Red garnet is a well-beloved for its beauty. There is no shortage of countries and cultures that found red garnet to be simply gorgeous. However, when it came to usage, ancient Romans fit it into signet rings for sealing wax.
Another peculiar use of garnet was for ammunition. Supposedly, those who resisted British rule in Kashmir decided to lock and load their weapons with garnet, believing it was better than the lead-standard for firearms at the time.
If you're an artist, you already know where this is headed. In more popular cases, Lapis Lazuli has seen extensive use among artists. This is due to the fact that Lapis's deep blue hue is a much desired color. Lapis Lazuli was hard to come across for many, but turning that fine stone into ultramarine is what made it even less accessible to most artists. Lapis Lazuli's meaning, in art, was purity or even holiness.
The process to turn Lapis Lazuli into the pigment known as ultramarine was extremely laborious and time-consuming. Thus, very few people had the money to afford it, though legend has it that a few artists even went into debt over their covetous nature when it came to ultramarine.
Since ultramarine cost an arm and a leg, any artist wanted to make sure they got their moneys worth out of it. Thus, projects and paintings that used it often involved holy figures, especially Mother Mary. Ultramarine's rarity persisted for centuries. Only when a synthetic alternative was found in the 1800s did it become readily available for any artist.

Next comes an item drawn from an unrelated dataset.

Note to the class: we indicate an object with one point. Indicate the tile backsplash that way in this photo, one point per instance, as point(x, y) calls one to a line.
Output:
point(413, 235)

Ready for more art? If you are an artist, then you can probably guess this one, too. Cinnabarite is another stone used to create a pigment. This time, however, it's vermillion.
Unlike ultramarine, a synthetic vermillion was generally accessible to people. But, like ultramarine, natural vermillion was expensive and costly to make. Despite this, it did persist as a common red pigment for many artists.
Unfortunately, there was another reason as to why people really had to stop working with natural vermillion from cinnabarite. That was because working with it could result in mercury poisoning.
Diamonds have many uses. Since they are the hardest mineral, they are often used for industrial purposes. Luckily, a lot of these are obviously not nearly as gorgeous as those in rings. Still, a good industry-grade diamond can really cut stuff up.
There are other uses that people don't generally think of when they hear "diamond." They are often used as heat-sinks due to their high thermal conductivity. This same quality is a reason why diamonds are also used in certain audio devices, along with its rigid structure that can handle vibrations.